Los hermanos Mazeaud definen la culpa como: “un error tal de conducta, que no se habría cometido por una persona cuidadosa, situada en la mismas circunstancias “externas” que el demandado[69]”.
La doctrina distingue tres tipos de culpa[70]:
a) Culpa grave, negligencia grave, culpa lata. Es la que consiste en no manejar los negocios ajenos con aquél cuidado que aun las personas negligentes o de poca prudencia suelen emplear en sus negocios propios. Esta culpa en materias civiles equivale al dolo.

b) Culpa leve, descuido leve, descuido ligero. Es la falta de aquella diligencia y cuidado que los hombres emplean ordinariamente en sus negocios propios. Culpa o descuido sin otra calificación, significa culpa o descuido leve. Esta especie de culpa se opone a la diligencia o cuidado ordinario o mediano. El que debe administrar un negocio como un buen padre de familia es responsable de esta especie de culpa.
c) Culpa o descuido levísimo. Es la falta de aquella esmerada diligencia que un hombre juicioso emplea en la administración de sus negocios importantes. Esta especie de culpa se opone a la suma diligencia o cuidado.
Para Mazeaud-Tunc la culpa es uno de los tres elementos constitutivos de la responsabilidad civil. El fundamento de su afirmación lo encuentran en los artículos 1382 y 1383 del Código Civil Francés. Dicen los autores mencionados que “la necesidad de la existencia de la culpa para generar obligación de reparar la demuestran de manera decisiva tres argumentos: la redacción de los preceptos, la voluntad de sus redactores, la historia de la responsabilidad[71]”.

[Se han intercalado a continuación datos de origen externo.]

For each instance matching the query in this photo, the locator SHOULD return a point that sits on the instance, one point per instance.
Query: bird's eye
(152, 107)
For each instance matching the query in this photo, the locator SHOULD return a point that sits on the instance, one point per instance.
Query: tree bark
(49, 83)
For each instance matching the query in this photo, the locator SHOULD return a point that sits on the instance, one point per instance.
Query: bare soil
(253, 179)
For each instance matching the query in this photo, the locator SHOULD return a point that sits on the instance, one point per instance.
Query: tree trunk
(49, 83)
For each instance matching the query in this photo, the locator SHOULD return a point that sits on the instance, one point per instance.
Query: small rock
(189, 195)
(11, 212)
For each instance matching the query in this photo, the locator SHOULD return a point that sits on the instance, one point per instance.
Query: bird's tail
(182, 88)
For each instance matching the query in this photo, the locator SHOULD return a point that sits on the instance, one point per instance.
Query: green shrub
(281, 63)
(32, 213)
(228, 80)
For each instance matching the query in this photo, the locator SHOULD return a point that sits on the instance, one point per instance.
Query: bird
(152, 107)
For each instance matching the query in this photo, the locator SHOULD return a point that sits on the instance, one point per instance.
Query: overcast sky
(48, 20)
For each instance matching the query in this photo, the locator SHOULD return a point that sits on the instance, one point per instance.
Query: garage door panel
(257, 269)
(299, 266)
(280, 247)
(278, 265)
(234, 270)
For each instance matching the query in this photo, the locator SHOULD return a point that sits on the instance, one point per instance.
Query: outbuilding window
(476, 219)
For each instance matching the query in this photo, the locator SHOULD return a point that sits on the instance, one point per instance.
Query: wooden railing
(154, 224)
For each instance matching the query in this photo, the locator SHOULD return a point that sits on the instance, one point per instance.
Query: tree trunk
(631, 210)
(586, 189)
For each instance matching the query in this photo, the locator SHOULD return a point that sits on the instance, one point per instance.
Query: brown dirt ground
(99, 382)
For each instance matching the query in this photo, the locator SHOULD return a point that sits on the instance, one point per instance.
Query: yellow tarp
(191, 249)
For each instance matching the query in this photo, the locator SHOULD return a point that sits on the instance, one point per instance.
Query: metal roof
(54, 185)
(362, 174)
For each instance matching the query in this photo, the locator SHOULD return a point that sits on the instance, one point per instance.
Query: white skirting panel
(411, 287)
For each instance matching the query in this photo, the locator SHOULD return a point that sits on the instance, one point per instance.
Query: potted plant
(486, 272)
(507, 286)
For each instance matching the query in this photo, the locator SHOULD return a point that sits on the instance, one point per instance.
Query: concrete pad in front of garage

Es necesario distinguir la culpa delictual de la culpa no intencional. Existe culpa intencional cuando el autor del daño ha obrado con la intención de causar ese daño[72]. Esa mala intención constituye el criterio de culpa delictual o de la culpa dolosa. En lo referente a la culpa no intencional consideran los autores citados que en la misma “el autor del daño no ha obrado para causar ese daño; pero, si se hubiera conducido prudente y diligentemente, el daño no se habría realizado[73]”.
La cuestión de saber si la culpa es un requisito de la responsabilidad por el hecho personal no presenta el mismo interés práctico en materia de responsabilidad contractual que en el ámbito de la responsabilidad delictual y cuasidelictual. Y es que la responsabilidad delictual o cuasi delictual por el hecho personal nace siempre de la violación de una obligación general de prudencia y diligencia. Por el contrario, la responsabilidad contractual nace de la violación de una obligación determinada.
La víctima muestra entonces el incumplimiento de la obligación al establecer que no se ha alcanzado el resultado prometido; por ejemplo, que la mercadería no llego a destino en los plazos estipulados[74].
El artículo 1147 del Código Civil dispone “El deudor, en los casos que procedan, será condenado al pago de daños y perjuicios, bien con motivo de la falta de cumplimiento de la obligación, o por causa de su retraso en llevarla a cabo, siempre que no justifique que el no cumplimiento procede, sin haber mala fe de su parte, de causas extrañas a su voluntad que no pueden serle imputadas”. El artículo 1147 exige que haya incumplimiento de la obligación contractual, y presume que ese incumplimiento se debe al hecho del deudor. Entonces, la cuestión es saber si el deudor que, por hecho cuyo no cumple con su obligación, incurre en una culpa. (Justamente esa es la causa que justifica la distinción que se hace entre obligación y obligación de resultado) Ese interés no lo determina lo delictual o cuasidelictual.
Supóngase un deudor contractual, compelido por una obligación determinada o de resultados. Por ejemplo, un porteador obligado a entregar tal día al destinatario la cosa transportada. Por su hecho, en ausencia de una causa ajena, no cumple con su obligación; deja pasar el día de la entrega. El incumplimiento por el hecho exclusivo del deudor constituye una culpa. Supóngase ahora un deudor contractual, compelido por una obligación general de prudencia y diligencia. Por ejemplo, un médico obligado a prestar cuidados prudentes y diligentes a su cliente. No cumple con su obligación. Sin duda alguna incurre en una culpa[75].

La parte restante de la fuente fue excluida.